Architecture students from eight countries are raising a village, not of glass and steel, but of cardboard, scrap wood and plastic buckets near Pruis Hall.

As part of the architecture studio project "Leftover Space, Leftover Materials, Leftover People," students are learning to create a livable environment from forgotten spaces and the waste products of our society.

"This place has no name," said architecture professor Wes Janz, who is supervising the activities. "We're east of Pruis, next to the parking garage, but it's rare for people to walk through here and look up. "

The concept the project meant to give students is an appreciation for the communities of improvised shacks that rise up around most of the world's major cities.

Before the semester began, the architecture students explored homeless groups and clever use of space around their hometowns. During presentations Monday and Tuesday, students showed pictures of dwellings ranging from old school buses parked along the Ohio River to peeling textile mills in Bombay.

"Cities like Lagos, Rio de Janeiro and Mexico City have had such population explosions that every open, unused space is typically claimed by immigrants of the city," Janz said. "In the U.S., they build roads, houses and infrastructure, and then the people move in. In most of the world, people are the first to show up."

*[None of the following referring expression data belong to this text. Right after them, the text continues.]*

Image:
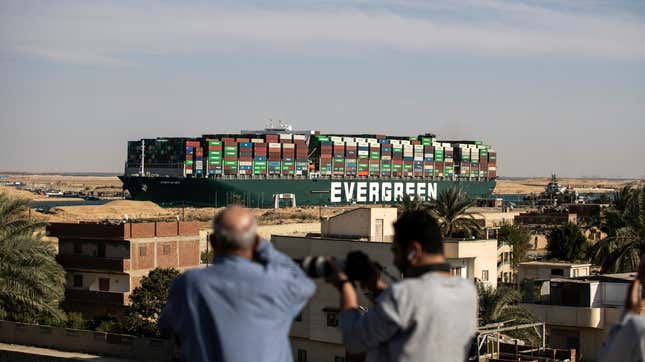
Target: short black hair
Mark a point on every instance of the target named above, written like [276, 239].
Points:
[419, 225]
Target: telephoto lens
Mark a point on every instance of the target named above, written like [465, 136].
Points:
[319, 267]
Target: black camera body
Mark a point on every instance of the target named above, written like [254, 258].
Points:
[356, 265]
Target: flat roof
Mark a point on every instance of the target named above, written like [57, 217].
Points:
[552, 263]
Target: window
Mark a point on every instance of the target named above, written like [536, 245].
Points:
[104, 284]
[332, 319]
[78, 247]
[100, 249]
[557, 271]
[302, 355]
[455, 271]
[78, 281]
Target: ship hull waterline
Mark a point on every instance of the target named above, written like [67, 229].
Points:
[259, 192]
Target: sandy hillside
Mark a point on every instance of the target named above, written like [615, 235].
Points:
[536, 185]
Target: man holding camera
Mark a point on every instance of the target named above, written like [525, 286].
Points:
[428, 316]
[241, 307]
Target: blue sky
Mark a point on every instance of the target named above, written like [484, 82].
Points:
[553, 85]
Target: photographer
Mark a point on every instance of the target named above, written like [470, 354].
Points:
[241, 307]
[626, 342]
[428, 316]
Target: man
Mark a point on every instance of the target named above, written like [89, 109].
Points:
[428, 316]
[626, 342]
[241, 307]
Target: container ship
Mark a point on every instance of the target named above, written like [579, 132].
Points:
[279, 166]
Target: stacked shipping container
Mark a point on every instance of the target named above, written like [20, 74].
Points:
[337, 156]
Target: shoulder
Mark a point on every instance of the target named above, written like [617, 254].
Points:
[636, 323]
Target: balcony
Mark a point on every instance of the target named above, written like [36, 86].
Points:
[95, 296]
[92, 263]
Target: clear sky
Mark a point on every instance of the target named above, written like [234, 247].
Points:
[552, 85]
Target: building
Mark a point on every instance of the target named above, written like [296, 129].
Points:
[546, 218]
[365, 223]
[538, 270]
[579, 312]
[315, 335]
[104, 262]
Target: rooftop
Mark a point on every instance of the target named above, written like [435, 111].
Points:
[553, 264]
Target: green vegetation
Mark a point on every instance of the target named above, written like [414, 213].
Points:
[624, 223]
[519, 238]
[450, 210]
[31, 281]
[568, 243]
[502, 305]
[147, 302]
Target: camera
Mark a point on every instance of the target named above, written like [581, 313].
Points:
[357, 265]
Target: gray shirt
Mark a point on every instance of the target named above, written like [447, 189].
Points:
[626, 342]
[429, 318]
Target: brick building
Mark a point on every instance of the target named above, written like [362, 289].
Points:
[547, 218]
[104, 262]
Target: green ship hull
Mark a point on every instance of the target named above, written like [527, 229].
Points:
[261, 192]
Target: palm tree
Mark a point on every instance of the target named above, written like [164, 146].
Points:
[409, 203]
[624, 223]
[450, 210]
[31, 282]
[502, 305]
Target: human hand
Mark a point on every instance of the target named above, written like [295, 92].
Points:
[337, 277]
[634, 302]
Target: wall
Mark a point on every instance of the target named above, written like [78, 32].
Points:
[316, 351]
[355, 223]
[388, 215]
[119, 283]
[483, 253]
[64, 339]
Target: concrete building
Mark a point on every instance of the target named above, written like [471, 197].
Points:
[104, 262]
[546, 218]
[538, 270]
[579, 312]
[315, 335]
[366, 223]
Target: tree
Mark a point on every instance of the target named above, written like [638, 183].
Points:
[409, 203]
[450, 210]
[32, 283]
[147, 301]
[502, 305]
[624, 223]
[567, 242]
[519, 238]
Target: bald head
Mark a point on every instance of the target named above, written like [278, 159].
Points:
[234, 228]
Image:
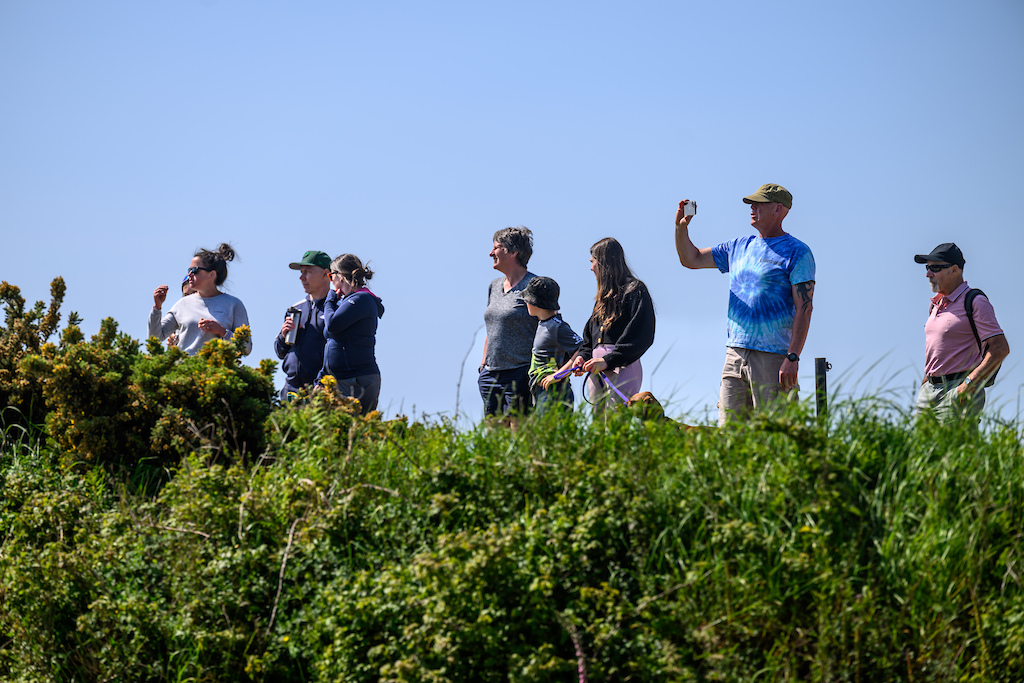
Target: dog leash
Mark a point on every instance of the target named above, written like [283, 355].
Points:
[621, 394]
[562, 373]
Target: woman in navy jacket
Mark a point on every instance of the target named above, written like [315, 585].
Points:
[350, 315]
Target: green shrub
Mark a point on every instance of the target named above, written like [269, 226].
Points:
[24, 333]
[111, 404]
[355, 549]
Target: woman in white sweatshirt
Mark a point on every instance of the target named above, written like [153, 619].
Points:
[207, 314]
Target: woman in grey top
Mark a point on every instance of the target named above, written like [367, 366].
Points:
[504, 379]
[209, 313]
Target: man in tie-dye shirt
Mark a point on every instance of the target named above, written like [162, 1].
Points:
[771, 288]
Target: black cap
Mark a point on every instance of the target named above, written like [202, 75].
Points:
[542, 292]
[947, 252]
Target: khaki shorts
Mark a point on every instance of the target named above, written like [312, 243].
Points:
[750, 381]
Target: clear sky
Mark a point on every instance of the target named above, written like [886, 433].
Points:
[132, 133]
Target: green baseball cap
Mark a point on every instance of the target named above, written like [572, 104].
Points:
[317, 258]
[770, 193]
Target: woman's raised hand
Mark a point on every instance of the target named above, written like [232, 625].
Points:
[160, 296]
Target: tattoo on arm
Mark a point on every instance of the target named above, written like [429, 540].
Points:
[806, 292]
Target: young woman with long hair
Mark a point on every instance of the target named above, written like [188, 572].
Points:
[620, 330]
[209, 313]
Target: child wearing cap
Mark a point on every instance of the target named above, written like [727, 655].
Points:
[553, 346]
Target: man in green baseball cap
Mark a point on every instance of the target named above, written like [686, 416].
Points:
[300, 342]
[771, 286]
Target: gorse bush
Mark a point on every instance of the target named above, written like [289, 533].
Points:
[360, 550]
[109, 403]
[25, 332]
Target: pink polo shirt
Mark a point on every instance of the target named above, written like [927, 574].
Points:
[949, 344]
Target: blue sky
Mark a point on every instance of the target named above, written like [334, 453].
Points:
[408, 132]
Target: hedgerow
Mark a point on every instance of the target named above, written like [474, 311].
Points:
[334, 547]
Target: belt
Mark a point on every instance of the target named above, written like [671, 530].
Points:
[942, 379]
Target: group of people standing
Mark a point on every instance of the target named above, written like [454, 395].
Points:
[529, 350]
[332, 331]
[771, 278]
[528, 347]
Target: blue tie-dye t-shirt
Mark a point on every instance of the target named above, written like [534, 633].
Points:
[762, 273]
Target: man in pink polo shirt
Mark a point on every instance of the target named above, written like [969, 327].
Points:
[956, 361]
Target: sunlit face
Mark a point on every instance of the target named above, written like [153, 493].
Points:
[340, 285]
[762, 213]
[312, 278]
[202, 279]
[945, 281]
[503, 258]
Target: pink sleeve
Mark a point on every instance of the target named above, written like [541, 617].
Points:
[984, 317]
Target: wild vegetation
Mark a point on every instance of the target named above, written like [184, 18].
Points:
[332, 547]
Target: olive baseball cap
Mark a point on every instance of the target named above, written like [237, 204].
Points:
[770, 193]
[947, 252]
[542, 292]
[317, 258]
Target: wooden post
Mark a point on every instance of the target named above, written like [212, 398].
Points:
[821, 388]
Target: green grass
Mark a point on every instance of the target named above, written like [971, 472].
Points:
[565, 549]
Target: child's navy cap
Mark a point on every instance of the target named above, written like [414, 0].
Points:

Students had to build dwellings completely from found materials, such as carpet tubes, plastic signs and wooden pallets, and live in them for a week.

"We had to build a temporary space from temporary materials," graduate student Chris Reiter said. "As architecture students, we usually only get to see our designs on paper. This gives us a chance to see it in living color."

Bales of hay are kept around to help with the falling temperatures.

"The straw is really warm," Reiter said. "I woke up the other night almost sweating."

The structures have proven durable, even withstanding the strong winds and rains last Friday. But students maintain no illusions.

"We all kind of realize the artificiality," said graduate student Shaun Krenzke. "Even if we are trying to get the homelessness experience, we're using all the tools that society affords us. We're using cars to transport materials, which most homeless people could not do. Come Friday, we'll get to go home to our warm beds and heated houses."

Janz didn't set out to necessarily make a social statement, but rather wanted to let his students get a little creative.

"To me this isn't about telling people what to do," he said. "It's about testing the limits of our knowledge, and how we can can build and maybe improve a bit. Maybe building something so that it can withstand a wind 10 miles per hour stronger."